L'Obs

Histoire

Comment l’héritage colonial des deux grands empires français et britanniqu­e perdure-t-il depuis les indépendan­ces des années 1960? Réponses de l’historien anglais Robert Gildea dans “l’Esprit impérial”

- Par FRANÇOIS REYNAERT

France et Royaume-Uni : ce passé colonial qui ne passe pas

Songez à l’histoire coloniale de la France et du Royaume-Uni, et cherchez les événements, les lieux, les objets que vous y associez. Vous tomberez probableme­nt sur l’empire des Indes, l’AfriqueOcc­identale française, le casque toilé, ou encore Diên Biên Phu et la bataille d’Alger. Auriez-vous pensé à ajouter à la liste la guerre d’Irlande du Nord, les questionne­ments identitair­es de nos sociétés contempora­ines, ou la constructi­on européenne?

Dans la représenta­tion mentale qu’on s’en fait, la colonisati­on forme une sorte de parenthèse. On sait qu’elle s’est ouverte par l’expansion européenne vers le Nouveau Monde, au xvie siècle ; qu’elle s’est étendue de plus belle au xixe , son grand moment ; et on pense qu’elle s’est close au début des années 1960. Pour la plupart des Français, par exemple, l’indépendan­ce de l’Algérie marque le point final de l’aventure. Les décennies qui suivent semblent n’avoir plus rien à voir avec ce pas de côté exotique et redevienne­nt strictemen­t européenne­s. « L’Esprit impérial », le livre passionnan­t de l’historien d’Oxford Robert Gildea, sorti en mars en France, nous prouve exactement le contraire.

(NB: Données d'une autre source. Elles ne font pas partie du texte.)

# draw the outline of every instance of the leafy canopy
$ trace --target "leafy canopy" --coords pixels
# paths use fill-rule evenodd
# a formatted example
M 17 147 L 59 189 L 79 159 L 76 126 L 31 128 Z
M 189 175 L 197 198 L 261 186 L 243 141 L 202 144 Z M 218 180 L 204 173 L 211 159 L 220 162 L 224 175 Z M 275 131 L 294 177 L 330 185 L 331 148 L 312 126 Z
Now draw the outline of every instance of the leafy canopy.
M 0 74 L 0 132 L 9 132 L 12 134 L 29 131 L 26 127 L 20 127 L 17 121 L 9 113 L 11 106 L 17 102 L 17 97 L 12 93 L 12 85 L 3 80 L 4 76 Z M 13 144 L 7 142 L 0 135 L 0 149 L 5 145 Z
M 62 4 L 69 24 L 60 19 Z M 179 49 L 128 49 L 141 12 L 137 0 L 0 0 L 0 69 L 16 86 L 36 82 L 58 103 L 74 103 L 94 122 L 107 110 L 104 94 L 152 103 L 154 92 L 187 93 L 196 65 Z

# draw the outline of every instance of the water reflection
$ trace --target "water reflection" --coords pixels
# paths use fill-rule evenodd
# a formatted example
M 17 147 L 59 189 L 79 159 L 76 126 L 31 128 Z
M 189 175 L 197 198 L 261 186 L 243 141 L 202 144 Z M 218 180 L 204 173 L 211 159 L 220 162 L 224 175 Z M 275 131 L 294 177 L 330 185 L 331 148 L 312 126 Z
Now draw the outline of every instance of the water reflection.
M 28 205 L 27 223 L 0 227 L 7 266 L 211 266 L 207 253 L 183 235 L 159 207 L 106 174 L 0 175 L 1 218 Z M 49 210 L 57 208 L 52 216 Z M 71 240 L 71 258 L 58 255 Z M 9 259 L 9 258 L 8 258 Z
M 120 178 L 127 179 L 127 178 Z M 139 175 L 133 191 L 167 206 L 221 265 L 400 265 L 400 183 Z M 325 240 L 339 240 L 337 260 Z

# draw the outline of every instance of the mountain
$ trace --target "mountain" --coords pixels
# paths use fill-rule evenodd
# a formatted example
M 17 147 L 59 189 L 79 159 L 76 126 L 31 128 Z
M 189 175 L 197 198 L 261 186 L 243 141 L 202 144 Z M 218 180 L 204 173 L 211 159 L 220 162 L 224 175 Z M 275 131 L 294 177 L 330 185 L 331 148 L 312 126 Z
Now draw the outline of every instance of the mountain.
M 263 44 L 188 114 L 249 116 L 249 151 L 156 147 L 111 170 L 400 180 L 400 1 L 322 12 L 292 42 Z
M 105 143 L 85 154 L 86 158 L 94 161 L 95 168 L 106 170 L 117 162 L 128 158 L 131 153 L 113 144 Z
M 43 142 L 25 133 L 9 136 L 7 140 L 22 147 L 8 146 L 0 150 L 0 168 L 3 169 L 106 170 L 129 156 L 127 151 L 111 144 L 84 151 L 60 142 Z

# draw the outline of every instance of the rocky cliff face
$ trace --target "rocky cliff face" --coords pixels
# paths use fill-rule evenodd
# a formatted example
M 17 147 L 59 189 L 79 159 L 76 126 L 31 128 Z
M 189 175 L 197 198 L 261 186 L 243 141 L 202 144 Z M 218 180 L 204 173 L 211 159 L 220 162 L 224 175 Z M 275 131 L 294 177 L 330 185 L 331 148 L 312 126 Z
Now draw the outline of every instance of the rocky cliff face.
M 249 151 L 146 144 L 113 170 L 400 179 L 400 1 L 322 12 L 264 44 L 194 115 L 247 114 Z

Pour Gildea, on ne peut comprendre les démons qui hantent nos sociétés depuis plus d’un demi-siècle que si on accepte de tracer un continuum avec l’entreprise impériale qui a précédé. D’autres ont travaillé sur ce sujet, en particulie­r dans le cadre de ce que l’on appelle les études postcoloni­ales. Gildea le creuse avec brio en s’appuyant sur les deux exemples de la France – dont il est spécialist­e – et du Royaume-Uni, qui furent aussi les deux plus grandes puissances coloniales.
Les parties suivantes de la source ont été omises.